Step 5: Test and verify

After making changes, confirm everything works:
  1. Restart your bot. Intent changes only take effect on a new Gateway connection. A running bot won’t pick up portal changes until it reconnects.
  2. Check your error logs. Look for DisallowedIntents errors, which mean there’s a mismatch between your code and your portal settings.
  3. Test affected features. If you removed a Privileged Intent, make sure the features that depended on it still work with their new implementation. If you migrated prefix commands to slash commands, verify they’re registered and responding correctly.
  4. Test with a second account. Some things behave differently depending on whether the message author is the bot itself. Use a separate Discord account to test interactions as a real user would.

Common situations and what to do

”My bot’s commands stopped working”

If your bot uses prefix commands (like !help) and you were relying on the Message Content intent, your bot can no longer read the content of messages. It receives the MESSAGE_CREATE event, but the content field is empty, so it never sees the prefix. Fix: Migrate to slash commands.

”My welcome messages stopped firing”

For a bot to send a message in real-time when new members join, it needs to be able to receive GUILD_MEMBER_ADD events. Fix: Enable and request the Guild Members intent demonstrating the access is required for your app’s stated functionality.

”I got a DisallowedIntents error”

Your code is requesting an intent that isn’t enabled in the Developer Portal, or that your bot hasn’t been granted access for. Fix: Check the portal. If the toggle is off, turn it on as needed. If your app is over the 10,000 user threshold and the toggle is locked, you need to apply for Privileged Intent access.

”My intent application was denied”

Requests may be denied when the information provided in your submission does not demonstrate that the stated use case requires access (e.g., can be accomplished through interactions or other means without privileged intents) or is otherwise not consistent with our requirements (e.g., the submission is unclear or incomplete; the described use case violates our policies). In many cases, you may be given additional time to resubmit with updated information or make necessary changes while your app retains its current access. In other cases, your access will be removed but you can still submit a new request at any time. Please see the notice we sent you for details. Fix: Re-evaluate whether you truly need the intent and the use case is consistent with our requirements. If you do, submit a request with more specific and complete information and include evidence (screenshots, video) of the feature in action demonstrating that the access is required. If the feature can be rebuilt using slash commands, components, or modals, or other alternatives, do that instead and drop the intent request. We’ve put together a guide to help you understand each intent and potential alternatives.

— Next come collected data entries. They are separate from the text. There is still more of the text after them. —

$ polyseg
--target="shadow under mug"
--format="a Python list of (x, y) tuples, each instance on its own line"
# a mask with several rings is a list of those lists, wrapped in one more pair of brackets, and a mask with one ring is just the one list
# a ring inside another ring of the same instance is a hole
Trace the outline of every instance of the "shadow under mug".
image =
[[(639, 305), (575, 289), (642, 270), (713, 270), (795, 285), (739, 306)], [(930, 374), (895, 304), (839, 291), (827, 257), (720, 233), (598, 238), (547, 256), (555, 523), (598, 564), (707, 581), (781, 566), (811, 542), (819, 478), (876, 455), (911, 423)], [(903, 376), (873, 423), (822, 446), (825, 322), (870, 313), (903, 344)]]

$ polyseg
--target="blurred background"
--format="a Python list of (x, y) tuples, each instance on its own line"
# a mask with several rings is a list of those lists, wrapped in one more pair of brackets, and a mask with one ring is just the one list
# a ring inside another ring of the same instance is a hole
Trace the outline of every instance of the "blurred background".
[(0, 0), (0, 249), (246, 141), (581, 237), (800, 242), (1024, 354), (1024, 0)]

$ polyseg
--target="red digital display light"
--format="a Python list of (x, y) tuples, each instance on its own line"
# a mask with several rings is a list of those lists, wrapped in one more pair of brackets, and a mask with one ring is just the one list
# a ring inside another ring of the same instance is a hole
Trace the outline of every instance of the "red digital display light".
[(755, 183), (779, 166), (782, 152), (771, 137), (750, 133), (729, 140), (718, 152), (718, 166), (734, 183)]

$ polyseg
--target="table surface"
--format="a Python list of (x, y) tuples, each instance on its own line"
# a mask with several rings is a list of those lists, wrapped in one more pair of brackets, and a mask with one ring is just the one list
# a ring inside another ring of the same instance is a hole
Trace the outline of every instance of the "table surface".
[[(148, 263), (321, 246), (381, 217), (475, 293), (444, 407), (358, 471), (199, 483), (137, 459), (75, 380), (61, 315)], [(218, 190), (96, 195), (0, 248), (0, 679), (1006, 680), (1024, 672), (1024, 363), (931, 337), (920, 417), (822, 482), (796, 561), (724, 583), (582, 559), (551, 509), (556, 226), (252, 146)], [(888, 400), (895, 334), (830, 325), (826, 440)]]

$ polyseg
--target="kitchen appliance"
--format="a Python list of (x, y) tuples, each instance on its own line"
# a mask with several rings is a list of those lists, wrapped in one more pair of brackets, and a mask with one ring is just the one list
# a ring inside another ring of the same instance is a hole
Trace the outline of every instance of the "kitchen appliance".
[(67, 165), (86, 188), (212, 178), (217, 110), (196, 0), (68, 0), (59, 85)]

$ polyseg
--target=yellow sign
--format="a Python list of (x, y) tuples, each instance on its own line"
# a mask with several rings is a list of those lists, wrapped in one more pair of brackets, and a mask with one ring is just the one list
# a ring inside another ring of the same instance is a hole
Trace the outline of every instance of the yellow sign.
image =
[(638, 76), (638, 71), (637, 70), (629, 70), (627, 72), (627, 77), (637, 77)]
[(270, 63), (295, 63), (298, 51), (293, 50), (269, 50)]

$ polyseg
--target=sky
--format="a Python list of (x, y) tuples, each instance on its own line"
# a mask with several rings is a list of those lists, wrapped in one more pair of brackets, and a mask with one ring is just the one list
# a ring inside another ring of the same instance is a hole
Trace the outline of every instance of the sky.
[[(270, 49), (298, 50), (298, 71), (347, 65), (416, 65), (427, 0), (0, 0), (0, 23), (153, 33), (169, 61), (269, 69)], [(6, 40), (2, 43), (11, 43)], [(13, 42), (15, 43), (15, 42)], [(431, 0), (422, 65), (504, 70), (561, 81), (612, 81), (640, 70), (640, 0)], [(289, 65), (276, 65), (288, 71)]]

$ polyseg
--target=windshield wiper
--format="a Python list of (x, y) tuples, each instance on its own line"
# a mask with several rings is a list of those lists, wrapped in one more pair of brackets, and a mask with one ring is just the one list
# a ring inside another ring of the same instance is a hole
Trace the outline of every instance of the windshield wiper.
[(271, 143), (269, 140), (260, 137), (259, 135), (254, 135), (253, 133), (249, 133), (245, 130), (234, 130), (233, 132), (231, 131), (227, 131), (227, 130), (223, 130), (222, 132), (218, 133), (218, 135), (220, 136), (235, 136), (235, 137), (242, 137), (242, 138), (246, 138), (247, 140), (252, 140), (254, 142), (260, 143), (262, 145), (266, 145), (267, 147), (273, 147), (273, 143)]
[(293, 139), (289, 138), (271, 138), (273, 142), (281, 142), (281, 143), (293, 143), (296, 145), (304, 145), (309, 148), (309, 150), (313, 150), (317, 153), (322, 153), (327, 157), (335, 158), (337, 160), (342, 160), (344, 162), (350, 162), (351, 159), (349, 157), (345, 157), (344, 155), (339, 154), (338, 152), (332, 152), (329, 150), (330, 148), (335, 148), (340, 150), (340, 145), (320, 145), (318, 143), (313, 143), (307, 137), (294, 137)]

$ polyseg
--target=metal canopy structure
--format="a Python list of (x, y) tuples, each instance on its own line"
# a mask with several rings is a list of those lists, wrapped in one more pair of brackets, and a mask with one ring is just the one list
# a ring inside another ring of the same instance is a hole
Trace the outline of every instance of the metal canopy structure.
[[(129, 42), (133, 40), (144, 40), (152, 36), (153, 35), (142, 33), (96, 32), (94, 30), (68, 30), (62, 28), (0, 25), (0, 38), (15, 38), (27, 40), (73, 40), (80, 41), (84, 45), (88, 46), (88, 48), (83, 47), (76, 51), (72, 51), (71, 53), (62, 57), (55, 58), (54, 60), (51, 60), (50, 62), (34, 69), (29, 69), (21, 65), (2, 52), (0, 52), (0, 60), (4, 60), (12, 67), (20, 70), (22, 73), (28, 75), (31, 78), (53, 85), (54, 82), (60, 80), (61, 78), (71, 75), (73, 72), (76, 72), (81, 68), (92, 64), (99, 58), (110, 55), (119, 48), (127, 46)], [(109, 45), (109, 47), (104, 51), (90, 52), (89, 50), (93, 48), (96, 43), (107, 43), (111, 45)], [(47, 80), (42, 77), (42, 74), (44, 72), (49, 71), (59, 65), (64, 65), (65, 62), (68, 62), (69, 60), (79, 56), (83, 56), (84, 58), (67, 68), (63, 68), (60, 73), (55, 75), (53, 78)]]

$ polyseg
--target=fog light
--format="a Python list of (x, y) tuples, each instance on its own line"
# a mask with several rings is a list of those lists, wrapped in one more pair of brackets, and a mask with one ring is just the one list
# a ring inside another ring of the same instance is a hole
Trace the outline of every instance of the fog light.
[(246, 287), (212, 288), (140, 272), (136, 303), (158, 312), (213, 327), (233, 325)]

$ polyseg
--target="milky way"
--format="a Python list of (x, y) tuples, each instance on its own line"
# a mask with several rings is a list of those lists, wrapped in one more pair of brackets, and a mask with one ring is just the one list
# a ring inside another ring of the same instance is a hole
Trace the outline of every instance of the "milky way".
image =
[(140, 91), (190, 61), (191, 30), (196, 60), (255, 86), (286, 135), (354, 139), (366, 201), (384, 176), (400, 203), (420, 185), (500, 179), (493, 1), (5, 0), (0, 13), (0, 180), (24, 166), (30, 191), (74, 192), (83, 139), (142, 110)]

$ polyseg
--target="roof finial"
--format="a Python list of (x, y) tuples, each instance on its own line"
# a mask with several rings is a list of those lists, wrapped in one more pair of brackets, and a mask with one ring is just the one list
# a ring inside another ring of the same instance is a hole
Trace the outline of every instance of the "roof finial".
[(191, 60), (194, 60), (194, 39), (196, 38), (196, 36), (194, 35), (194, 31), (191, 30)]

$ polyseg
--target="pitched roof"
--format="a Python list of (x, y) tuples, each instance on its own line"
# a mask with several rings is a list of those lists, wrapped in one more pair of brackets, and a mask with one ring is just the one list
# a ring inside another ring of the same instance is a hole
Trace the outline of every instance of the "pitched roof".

”I already have access granted, and it’s been a year or more than a year”

With the annual review requirement, you’ll receive advance notice when it’s time to reapply. When it’s time, go to the Developer Portal and submit your request through the same process as the initial application. If you haven’t received a notice yet and think you are due for an annual review, please wait until you receive the notice indicating that it’s time to re-apply.

”I’m not sure if I need an intent or not”

Follow our companion guide, You Might Not Need a Privileged Intent, which walks through each intent with decision checklists and alternatives, and assess whether your app’s use case needs access.